I would like to know how you set up your projects in Java. For example, in my current work project, a six year old J2EE app with approximately 2 million LoC, we only have one project in Eclipse. The package structure is split into tiers and then domains, so it follows guidelines from Sun/Oracle. A huge ant-script is building different jars out of this one source-folder
Personally I think it would be better to have multiple projects, at least for each tier. Recently I was playing around with a project structure like this:
- Domainproject (contains only annotated pojos, needed by all other projects)
- Datalayer (only persistence)
- Businesslogic (services)
This way, it should be easier to exchange components. In addition, when using a build tool like Maven I can have everything in a repository so when I am only working on the frontend I can get the rest as a dependency in my classpath.
Does this makes sense to you? Do you use different approaches and how do they look like?
Furthermore I am struggling how to name my packages/projects correctly. Right now, the above project-structure reflects in the names of the packages, eg. de.myapp.view and it continues with some technical subfolders like internal or interfaces. What I am missing here, and I don't know how to do this properly, is the distinction to a certain domain. When the project gets bigger it would be nice to recognise a particular domain but also the technical details to navigate more easily within the project.
This leads to my second question: how do you name your projects and packages?
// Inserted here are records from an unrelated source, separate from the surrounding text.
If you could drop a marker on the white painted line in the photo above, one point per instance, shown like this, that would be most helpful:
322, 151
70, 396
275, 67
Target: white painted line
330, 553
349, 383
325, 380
Your approach makes sense. I would normally decompose into a model (shared), numerous libraries, and then the applications consuming that code and the GUIs - all as separate projects. I tend to follow the Pragmatic Programmers' dictum of build toolsets, not applications. That way you can reassemble your components in lots of different ways.
Each library/application would be its own project, with unit/functional tests and a deliverable (in your case, a Maven artifact that you can store and version appropriately).
The only headache is managing the interfaces and linking between these components. An effective integration test environment is key here.